The task of building a campaign in support of the hunger strikers should have been carried out by those claiming to be further to the left than the Labour Party. But they, the CP, SWP/IMG under the umbrella of the Troops Out Movement, and the WRP and other assorted middle-class socialists refused point blank to build a campaign for political status. If the Labour lefts are the backside of the imperialist Labour Party these middle class socialists search through their droppings to find nuggets of gold. Every committee where they dominated was subservient to their alliance with the Labour lefts. Every proposal put was judged by its acceptability to the Labour lefts. The Irish peoples’ struggle, the agony of the hunger strikers was not even considered. The highpoint of their totally bankrupt campaign was the abject response of a vigil of only 300 people on the night of Bobby Sands’ death. This while thousands marched in the Capitals of other countries.

These middle class socialists sank even lower. Where real militant working class campaigns were being built in support of political status they openly sabotaged them. In Scotland they even allied with Labour and Loyalist reactionaries in getting demonstrations in support of political status banned. They are the forces of the past.

That the Government was forced to ban all demonstrations in Strathclyde for three months was proof of the growing strength of the campaign for political status there. This campaign was led by an alliance of the Revolutionary Communist Group and young Republican workers, particularly those in the Flute bands. Alone of the British left organisations, the RCG has campaigned everywhere against collaboration with the Labour lefts and for unconditional support for Irish political prisoners. But we failed to dent the reactionary alliance of the British middle class socialists with the imperialist Labour Party. The revolutionary forces in Britain are as yet too weak. Faced with the unopposed Government bans on demonstrations and marches and the sabotage of the British left, only revolutionary communists and other committed supporters of the Irish people’s struggle were prepared to risk isolation, attack and arrest. This work must go on and through it new revolutionary forces will emerge and new allies will be found.

These allies do not lie in the privileged and corrupt forces of the past —the official Labour movement, TUC and Labour Party, Labour lefts and their middle class socialist friends. The new forces lie within the most oppressed and poorest sections of the working class. It is no coincidence that as the revolutionary youth of Derry and Belfast fought pitched battles on the streets against British imperialist forces, so the black people of Brixton in alliance with a small number of whites drove the police out of their area.

British imperialism has nothing but oppression and poverty to offer them.
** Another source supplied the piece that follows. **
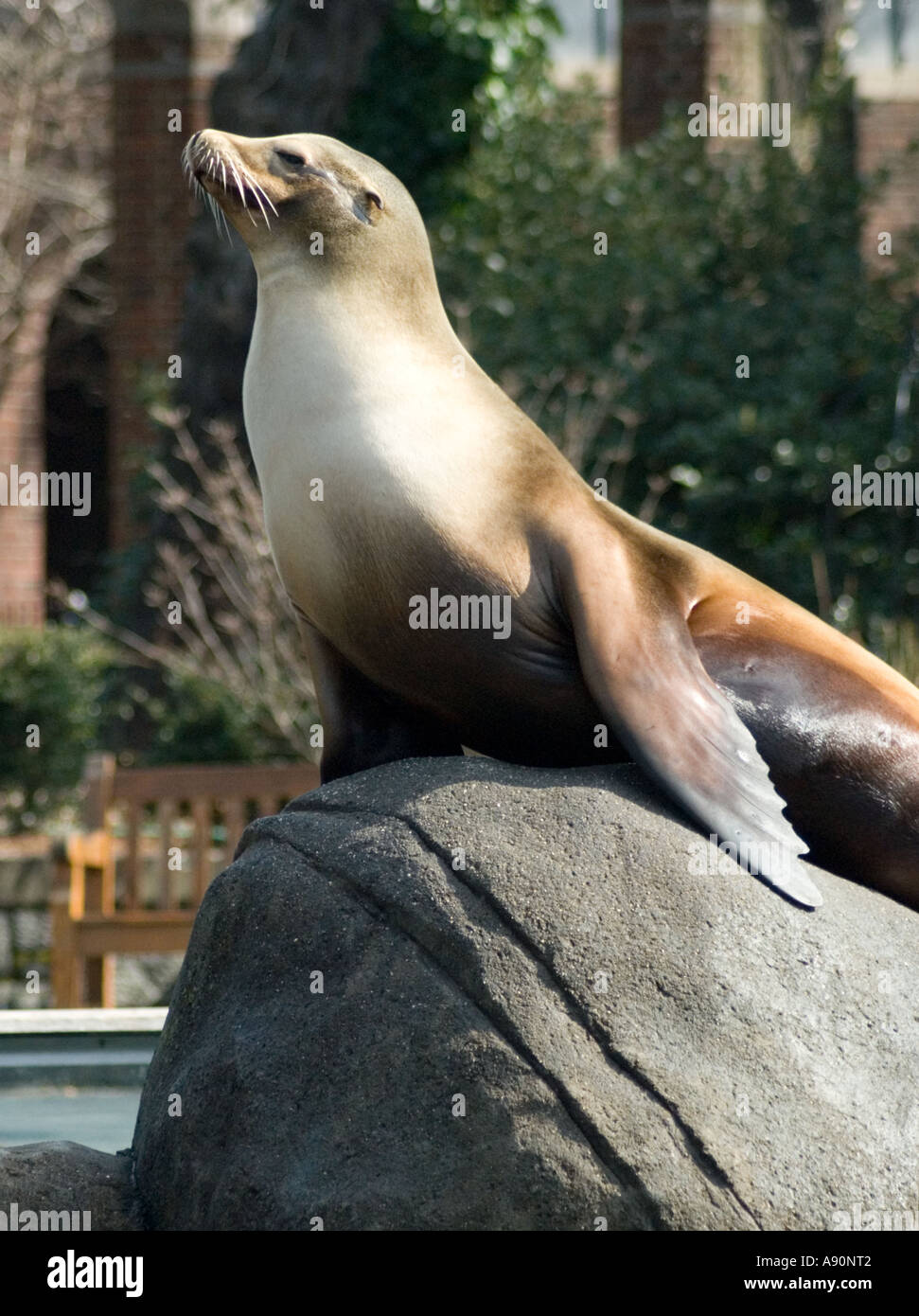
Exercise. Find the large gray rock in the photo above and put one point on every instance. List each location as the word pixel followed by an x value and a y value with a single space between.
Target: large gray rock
pixel 66 1177
pixel 571 1029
They have no illusions in the institutions of British imperialist democracy. They, like the Irish have been forced to take the revolutionary and insurrectionist road. Only such forces are capable of the dedication and sacrifice which is necessary in the struggle against British imperialism here at home. Only such forces will risk the arrest, imprisonment and immense hardship which comes through participation in this fight. Only from such ranks will there be those who will follow the courageous lead set by Bobby Sands.

These are the real allies of the Irish people. From their ranks a new revolutionary anti-imperialist movement will be built. These are the forces of revolution.